Blog

House of Muney - Leakless Heap Exploitation Technique

10/08/2020

Introduction

Exploiting different heap libraries tends to be difficult, complex and requires a deep knowledge of the library itself. Recently, Qualys decided to go back and exploit a 15 year bug in QMail that was thought to unexploitable with some incredible techniques. This exploit uses a very interesting quirk of Malloc and exploit method that had not been seen before, which I have decided to name the House of Muney.

In this article, I wanted to shed more light on the exploitation method that was used by the Qualys researchers to ensure there is a well-documented location for this exploit method. In short, it is broken up into Munmaping part of LibC and to rewrite the symbol table to get code execution. There are two main perks of this technique: this bypasses ASLR entirely and works on mmap chunks in GLibC Malloc.

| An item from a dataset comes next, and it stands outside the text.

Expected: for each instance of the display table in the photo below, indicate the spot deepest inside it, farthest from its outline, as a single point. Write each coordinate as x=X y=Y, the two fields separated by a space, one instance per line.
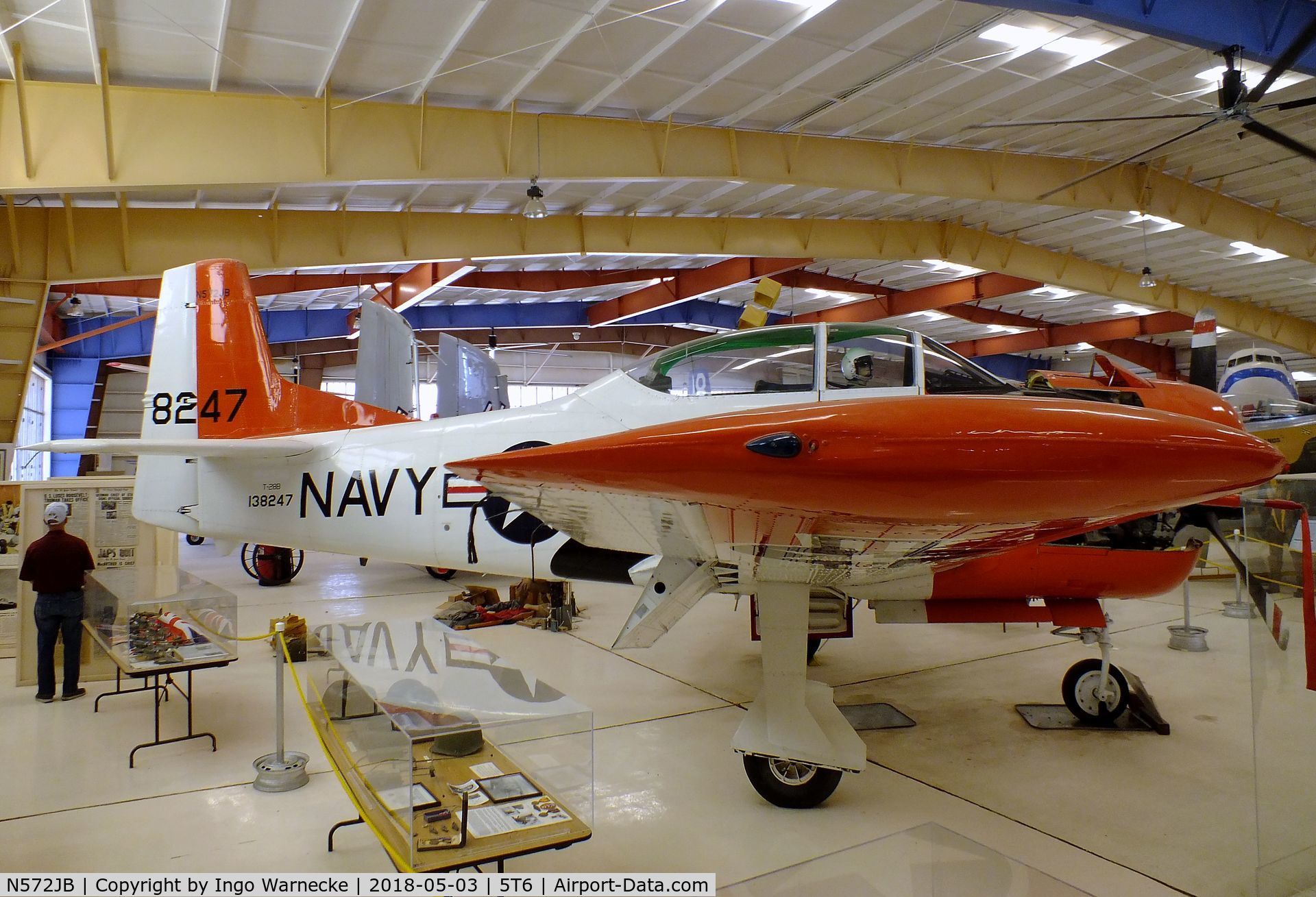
x=452 y=757
x=124 y=666
x=180 y=628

Just as a fair warning, this article has quite a bit of background knowledge to understand the exploit. If you think you have a good understanding a section, it is recommended you still review the section just to refamilarize yourself with the content. In this article, the following is discussed as background:

  • Malloc Chunk (general)
  • Mmap and Munmap
  • Malloc Mmap Chunks
  • ELF Symbol Resolution

The article also comes with a working POC on version 2.31 of Malloc on my Github (mdulin2) at House of Muney if you would like to follow along. Additionally, if you want more security content, take a look at the resources or other blog posts. Now, with the introduction out of the way, let's dive into the technical details.

GLibC Malloc Background

Chunks

Chunks are the main object that users interact with. There are two main states to a chunk: allocated and free. The following picture demonstrates a free chunk:

Figure 1 - Free Chunk by Sploitfun
The first field is the size of the previous chunk (prev_size). This is only used if the previous chunk is free. The second field is the chunk size. The chunk size represents the size of the data of the chunk and the metadata about the chunk. The metadata of the chunk includes three fields: prev_inuse (if the previous chunk is in use), mmap (is the chunk mmapped) and if the chunk is in a non-main arena.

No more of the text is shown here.